Towards the end of his time in HMP Oakwood, Burton says he started to think about younger prisoners, some of whom he knew were going to go straight back into crime. “Without a job to go into, they are reliant on former criminal mates in order to earn a living when they are on the outside,” he says.
On his release at the end of 2017, he returned to his native Liverpool, where he was struck by the number of people sleeping on the streets. “There were ex-army veterans and former prisoners. I couldn’t believe how many homeless there were out in my city in the middle of winter. There and then I thought, ‘That’s it, I have to give something back to people like that.’ I was determined to put something back after all the years of taking.” He founded Inside Connections
, a not-for-profit organisation that assists people with convictions and their families.
At the King’s Dock on the river Mersey, 10 prisoners out on day release are working on a Willmott Dixon building site. They work on everything from steel fixing to security to learning to be an electrician. The scheme is the first Inside Connections initiative. Other large construction firms in north-west England have signed up. It has also teamed up with the Jockey Club, the body that runs British horse racing, to provide jobs, training and support for ex-prisoners.
“This is all about breaking the cycle and getting them out of a life of crime. Because it is so easy to fall back into crime even when you are still only halfway out the door from prison on release on temporary licence,” says Burton.
The recruits are helped to improve their skills and either get jobs or prepare themselves for the labour market long before they are finally freed. Although 40% of their wages go into the Victims’ Families Fund, which aids victims of crime, they are earning enough to have a few quid behind them when they are fully released, says Burton. “And when they walk out of the prison door for the last time, hopefully they are going into a full-time job.”
Burton’s criminal record – particularly a conviction for money laundering – means he cannot be a director of a company or charity. Nor, he admits, will any bank allow him to open an account. So his 22-year-old son, Ben, runs the organisation and his daughter Olivia will become co-director when she turns 18. One of Inside Connections’ success stories is 31-year-old Stefan Cripps. A former heroin addict, he is one of 91 ex-offenders who have been given a second chance thanks to the scheme. Without it, he says he would have never found a place to live or a job with a construction firm in Blackburn.
“It was only by joining the Inside Connections training scheme while in prison that I was able to change my life and get ready for a new one once I was released. If I hadn’t had the skills training on day release, I would have been back into crime or else self-harming or even worse,” says Cripps. Burton hopes to roll the model out across the rest of the UK and the Irish Republic’s prison system too.
“The more people we get into work the more people who are not reoffending. That is good for society as well as the young offenders themselves,” he says.

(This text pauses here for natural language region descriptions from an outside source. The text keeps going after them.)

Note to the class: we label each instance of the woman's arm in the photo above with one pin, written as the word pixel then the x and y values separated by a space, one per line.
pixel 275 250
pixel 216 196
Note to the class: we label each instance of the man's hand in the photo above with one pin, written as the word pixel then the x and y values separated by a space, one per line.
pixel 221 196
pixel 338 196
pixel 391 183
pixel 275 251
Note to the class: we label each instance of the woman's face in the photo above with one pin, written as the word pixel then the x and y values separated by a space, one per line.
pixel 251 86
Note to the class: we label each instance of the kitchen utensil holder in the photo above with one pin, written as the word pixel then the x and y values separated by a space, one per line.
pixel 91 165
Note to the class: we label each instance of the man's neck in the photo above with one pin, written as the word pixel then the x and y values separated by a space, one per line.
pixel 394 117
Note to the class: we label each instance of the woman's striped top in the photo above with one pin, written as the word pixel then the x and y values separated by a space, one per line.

Inside Connections has also developed a specialist phone app to help prison visitors find the best routes to the jails that their relatives are held in across Britain. The app also gives advice on saving money on train and bus fares; information on the cheapest accommodation in hotels and B&Bs near prisons; and even offers discounts on everything from birthday cards to eating out.
The app built on work Burton did in HMP Oakwood, where he was serving his 16-year sentence for drug smuggling. “I noticed that in the visitors’ centre the kitchen wasn’t serving up the best of food,” recalls Burton, who used to own a sandwich shop on Merseyside when he was laundering cash from crime. “I knew about how to run a kitchen and how to source the best ingredients for sandwiches. So, I challenged the governor to let me reorganise the kitchen and train up the prisoners who were into catering and, fair play to him, he agreed.”
Burton recruited a cook, and within two weeks the staff, the visitors and the prisoners were talking about how good the sandwiches were, he recalls. It started a conversation with the prison governor about how to improve the lot of families and get inmates involved in positive things. “It was a turning point for me because I could see that you can do things for other people and stop thinking about yourself,” he says.
Inside Connections has been good for Burton. “It has made me into a better man. I used to be a horrible person,” he says. “My life now is completely paranoia-free, because when you are in that criminal world you are on your guard 24/7. You start seeing people more than once in a day and you think it’s either undercover cops or rival gangsters. You keep checking your rear mirror in case a car is following you. You are living in a nightmare and you don’t realise it. That is not a life. This is a life, a real one helping lads who used to be like me, starting out by breaking this cycle and freeing them.”